Auvers, where you lived for such a brief period – the last of your life – in 1890. Auvers, where you painted seventy paintings in seventy days. Auvers, where you shot yourself, where you died, where your bones still reside.
A block from the train stop, things look familiar.
The town hall.
Ghosts greet me.
The Auberge Ravoux, where you stayed, and my goodness that crystal light and blue, blue sky – clear as a bell.
This building has become a little chapel to you, the restaurant and facade restored and preserved as much as possible, down to the menu.
The back yard now has plaques full of your biography, and yes — your room is open to the public. They allow us to enter in small groups; it is a startlingly small space. Here you lived, here you piled up your paintings, here you stumbled back to after shooting yourself in the field, here you died with your brother holding your hand two days later.

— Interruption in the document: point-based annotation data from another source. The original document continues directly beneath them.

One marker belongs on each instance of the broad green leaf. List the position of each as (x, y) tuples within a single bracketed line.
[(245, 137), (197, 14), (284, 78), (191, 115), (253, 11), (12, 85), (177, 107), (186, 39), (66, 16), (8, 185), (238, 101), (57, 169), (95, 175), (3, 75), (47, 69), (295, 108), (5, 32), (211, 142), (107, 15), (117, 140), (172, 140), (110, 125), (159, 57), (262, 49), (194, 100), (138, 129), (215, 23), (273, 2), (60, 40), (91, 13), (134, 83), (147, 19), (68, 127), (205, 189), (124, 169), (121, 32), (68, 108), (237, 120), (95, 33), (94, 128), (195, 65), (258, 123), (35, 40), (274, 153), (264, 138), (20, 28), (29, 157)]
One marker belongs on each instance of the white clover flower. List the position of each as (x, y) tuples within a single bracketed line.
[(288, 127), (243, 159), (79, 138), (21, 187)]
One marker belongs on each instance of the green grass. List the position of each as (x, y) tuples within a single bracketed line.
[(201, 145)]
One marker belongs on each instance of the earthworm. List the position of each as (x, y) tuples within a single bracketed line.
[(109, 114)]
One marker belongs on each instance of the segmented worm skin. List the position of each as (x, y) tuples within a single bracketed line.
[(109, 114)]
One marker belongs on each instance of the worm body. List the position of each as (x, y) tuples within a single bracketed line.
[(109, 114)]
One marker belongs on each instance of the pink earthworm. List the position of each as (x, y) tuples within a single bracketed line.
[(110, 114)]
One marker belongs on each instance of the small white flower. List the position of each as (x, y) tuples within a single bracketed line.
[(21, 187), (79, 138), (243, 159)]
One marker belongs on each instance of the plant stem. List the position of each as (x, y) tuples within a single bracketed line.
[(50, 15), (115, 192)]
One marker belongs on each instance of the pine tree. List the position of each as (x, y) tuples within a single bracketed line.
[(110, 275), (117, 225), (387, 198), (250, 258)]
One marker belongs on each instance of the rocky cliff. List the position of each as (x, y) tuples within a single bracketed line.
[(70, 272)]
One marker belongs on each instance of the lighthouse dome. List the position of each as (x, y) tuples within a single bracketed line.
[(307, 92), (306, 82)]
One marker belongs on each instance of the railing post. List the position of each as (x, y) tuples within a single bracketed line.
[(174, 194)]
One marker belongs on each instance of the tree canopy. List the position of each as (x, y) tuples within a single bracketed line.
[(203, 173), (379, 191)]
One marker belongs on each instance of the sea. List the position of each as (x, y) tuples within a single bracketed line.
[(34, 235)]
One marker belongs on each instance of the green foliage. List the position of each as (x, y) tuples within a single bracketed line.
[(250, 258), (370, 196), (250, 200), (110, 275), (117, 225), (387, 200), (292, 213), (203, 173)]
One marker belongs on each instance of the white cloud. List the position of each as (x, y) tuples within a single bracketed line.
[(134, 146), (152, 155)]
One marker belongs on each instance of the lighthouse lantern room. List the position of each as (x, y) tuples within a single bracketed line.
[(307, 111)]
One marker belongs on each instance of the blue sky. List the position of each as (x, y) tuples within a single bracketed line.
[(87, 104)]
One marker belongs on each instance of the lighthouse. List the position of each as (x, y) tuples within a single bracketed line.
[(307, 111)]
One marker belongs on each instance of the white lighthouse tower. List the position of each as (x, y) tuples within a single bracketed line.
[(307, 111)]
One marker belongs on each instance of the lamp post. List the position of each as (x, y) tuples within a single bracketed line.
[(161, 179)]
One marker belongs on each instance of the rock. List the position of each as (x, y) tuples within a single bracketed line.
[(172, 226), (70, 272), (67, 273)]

Apparently after that it was deemed “the suicide room” and no one would stay there. The room was never altered or redecorated. It is the same today as the day you died.
It remains quite full.
The entrance to the room:
I touched this. You touched this. I let my fingers run over the door knob, the lock, the handle on the window. I wondered if the cracks in the walls had formed since your death, or were there to begin with. I breathed in.
A friend I had made the day before captured the below images. Many thanks to him for taking them, and allowing me to share them with you now.
Affected is not a strong enough word.